Stage 2 is where the magic compounds. The model doesn't just use its rationale — it also has the original image available. This means it can verify: "Does my description actually match what the diagram shows?" This cross-checking catches hallucinated rationales before they corrupt the final answer.

The Composition

Don't ask the AI to look and answer at the same time. First let it describe what it sees.
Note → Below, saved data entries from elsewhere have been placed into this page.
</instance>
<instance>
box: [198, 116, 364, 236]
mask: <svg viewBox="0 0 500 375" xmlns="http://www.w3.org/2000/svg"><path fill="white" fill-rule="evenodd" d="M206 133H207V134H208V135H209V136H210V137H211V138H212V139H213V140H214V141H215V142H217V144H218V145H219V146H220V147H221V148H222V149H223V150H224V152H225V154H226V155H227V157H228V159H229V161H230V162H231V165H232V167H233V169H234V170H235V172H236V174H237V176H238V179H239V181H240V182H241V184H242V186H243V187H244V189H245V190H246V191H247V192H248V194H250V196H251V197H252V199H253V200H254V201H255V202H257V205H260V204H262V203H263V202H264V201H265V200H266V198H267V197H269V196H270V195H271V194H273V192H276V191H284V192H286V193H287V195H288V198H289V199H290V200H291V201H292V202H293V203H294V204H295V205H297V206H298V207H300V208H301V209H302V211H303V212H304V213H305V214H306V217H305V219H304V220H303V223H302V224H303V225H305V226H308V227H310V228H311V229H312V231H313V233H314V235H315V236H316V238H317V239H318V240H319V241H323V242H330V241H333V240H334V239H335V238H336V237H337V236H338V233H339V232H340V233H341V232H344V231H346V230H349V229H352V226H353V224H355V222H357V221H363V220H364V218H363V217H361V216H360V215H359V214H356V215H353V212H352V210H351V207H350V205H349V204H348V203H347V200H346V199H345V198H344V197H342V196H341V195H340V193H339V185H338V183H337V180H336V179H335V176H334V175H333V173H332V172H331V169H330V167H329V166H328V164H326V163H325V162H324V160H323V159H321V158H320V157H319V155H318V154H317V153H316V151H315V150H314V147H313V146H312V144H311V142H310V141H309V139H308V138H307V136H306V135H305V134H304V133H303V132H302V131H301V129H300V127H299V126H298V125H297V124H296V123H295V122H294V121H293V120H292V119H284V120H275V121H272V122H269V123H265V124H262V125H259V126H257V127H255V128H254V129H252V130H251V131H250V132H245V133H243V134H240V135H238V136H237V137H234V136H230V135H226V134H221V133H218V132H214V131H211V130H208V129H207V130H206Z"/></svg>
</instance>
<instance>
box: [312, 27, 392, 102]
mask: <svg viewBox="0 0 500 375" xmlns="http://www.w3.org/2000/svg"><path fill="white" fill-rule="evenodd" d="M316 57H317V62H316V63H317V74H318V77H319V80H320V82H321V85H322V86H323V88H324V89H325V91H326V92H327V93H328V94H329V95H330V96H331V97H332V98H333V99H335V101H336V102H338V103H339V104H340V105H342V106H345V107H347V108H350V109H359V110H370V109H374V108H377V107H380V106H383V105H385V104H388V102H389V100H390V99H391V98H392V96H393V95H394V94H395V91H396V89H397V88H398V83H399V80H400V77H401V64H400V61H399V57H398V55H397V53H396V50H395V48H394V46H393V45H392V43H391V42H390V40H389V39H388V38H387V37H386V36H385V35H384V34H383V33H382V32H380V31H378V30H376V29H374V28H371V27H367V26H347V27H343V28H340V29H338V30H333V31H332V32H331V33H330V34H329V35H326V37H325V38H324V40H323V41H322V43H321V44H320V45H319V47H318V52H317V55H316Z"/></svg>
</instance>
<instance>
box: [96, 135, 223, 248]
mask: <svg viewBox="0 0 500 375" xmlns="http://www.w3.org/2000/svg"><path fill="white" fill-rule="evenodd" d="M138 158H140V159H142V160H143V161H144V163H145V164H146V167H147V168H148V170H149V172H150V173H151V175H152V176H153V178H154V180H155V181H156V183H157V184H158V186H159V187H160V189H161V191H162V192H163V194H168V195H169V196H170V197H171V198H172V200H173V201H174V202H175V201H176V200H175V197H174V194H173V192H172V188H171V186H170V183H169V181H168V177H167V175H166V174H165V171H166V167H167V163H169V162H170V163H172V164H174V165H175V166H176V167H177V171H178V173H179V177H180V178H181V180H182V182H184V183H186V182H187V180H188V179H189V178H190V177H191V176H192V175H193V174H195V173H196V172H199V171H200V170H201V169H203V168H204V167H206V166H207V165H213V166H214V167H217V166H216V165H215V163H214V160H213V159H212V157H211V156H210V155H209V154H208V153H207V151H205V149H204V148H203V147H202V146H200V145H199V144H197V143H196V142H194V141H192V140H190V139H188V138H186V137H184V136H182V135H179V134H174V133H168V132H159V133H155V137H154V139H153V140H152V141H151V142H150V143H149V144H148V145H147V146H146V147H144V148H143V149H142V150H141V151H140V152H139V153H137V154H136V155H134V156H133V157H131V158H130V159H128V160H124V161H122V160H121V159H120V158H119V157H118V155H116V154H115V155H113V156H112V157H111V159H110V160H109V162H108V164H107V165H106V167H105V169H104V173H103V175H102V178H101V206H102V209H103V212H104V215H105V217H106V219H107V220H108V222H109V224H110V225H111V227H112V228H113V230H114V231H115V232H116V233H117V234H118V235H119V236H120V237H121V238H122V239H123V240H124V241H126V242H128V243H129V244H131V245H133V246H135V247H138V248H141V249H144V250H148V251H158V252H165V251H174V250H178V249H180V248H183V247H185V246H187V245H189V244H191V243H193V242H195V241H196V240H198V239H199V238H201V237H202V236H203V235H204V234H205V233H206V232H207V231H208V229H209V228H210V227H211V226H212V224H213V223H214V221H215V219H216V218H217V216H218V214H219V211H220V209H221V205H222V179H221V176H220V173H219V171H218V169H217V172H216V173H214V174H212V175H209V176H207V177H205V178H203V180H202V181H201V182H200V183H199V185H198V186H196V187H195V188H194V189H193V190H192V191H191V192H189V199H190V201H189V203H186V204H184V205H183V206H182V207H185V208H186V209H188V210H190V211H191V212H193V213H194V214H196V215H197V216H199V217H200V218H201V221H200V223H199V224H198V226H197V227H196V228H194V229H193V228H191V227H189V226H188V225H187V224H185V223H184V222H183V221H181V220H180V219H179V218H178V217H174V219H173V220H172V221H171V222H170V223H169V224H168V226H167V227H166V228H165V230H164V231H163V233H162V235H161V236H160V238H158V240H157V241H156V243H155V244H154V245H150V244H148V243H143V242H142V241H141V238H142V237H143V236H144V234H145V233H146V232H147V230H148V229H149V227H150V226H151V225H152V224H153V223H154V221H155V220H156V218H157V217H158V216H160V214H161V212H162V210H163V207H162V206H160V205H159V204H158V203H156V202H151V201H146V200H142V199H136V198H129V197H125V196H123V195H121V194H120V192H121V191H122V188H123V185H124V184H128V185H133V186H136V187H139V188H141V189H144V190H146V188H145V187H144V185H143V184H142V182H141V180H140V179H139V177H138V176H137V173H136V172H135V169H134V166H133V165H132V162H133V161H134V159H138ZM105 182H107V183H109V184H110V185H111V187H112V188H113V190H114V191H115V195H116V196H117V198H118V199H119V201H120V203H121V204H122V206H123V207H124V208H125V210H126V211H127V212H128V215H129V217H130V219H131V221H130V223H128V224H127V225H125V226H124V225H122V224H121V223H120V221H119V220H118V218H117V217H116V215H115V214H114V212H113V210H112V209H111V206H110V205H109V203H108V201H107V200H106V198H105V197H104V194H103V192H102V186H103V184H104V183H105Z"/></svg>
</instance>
Then let it reason from its own description — with the image still available as a reality check.

When to Use This

• Science questions with diagrams, charts, or graphs that need step-by-step visual analysis
• Educational settings where showing reasoning about images is as important as the answer
• Chart and graph interpretation where specific visual details determine the answer
• Any visual QA task where the model tends to ignore the image and guess from text

When to Skip This

• Text-only tasks — standard chain-of-thought is simpler and works fine without images
• Simple image classification — "Is this a cat or dog?" doesn't need step-by-step reasoning
• Latency-sensitive applications — two stages means roughly double the processing time
• Modern multimodal models — GPT-4V and similar models have built-in visual reasoning that may not need explicit two-stage prompting

How It Relates

Multimodal CoT extends Think Step by Step into the visual domain. Where standard chain-of-thought decomposes text reasoning, this technique decomposes visual reasoning into "observe" and "conclude" phases.

The two-stage architecture shares DNA with Plan-and-Execute (plan first, then act) and Self-Ask (generate intermediate questions before answering). All three techniques benefit from the same insight: separating analysis from conclusion produces better results than doing both at once.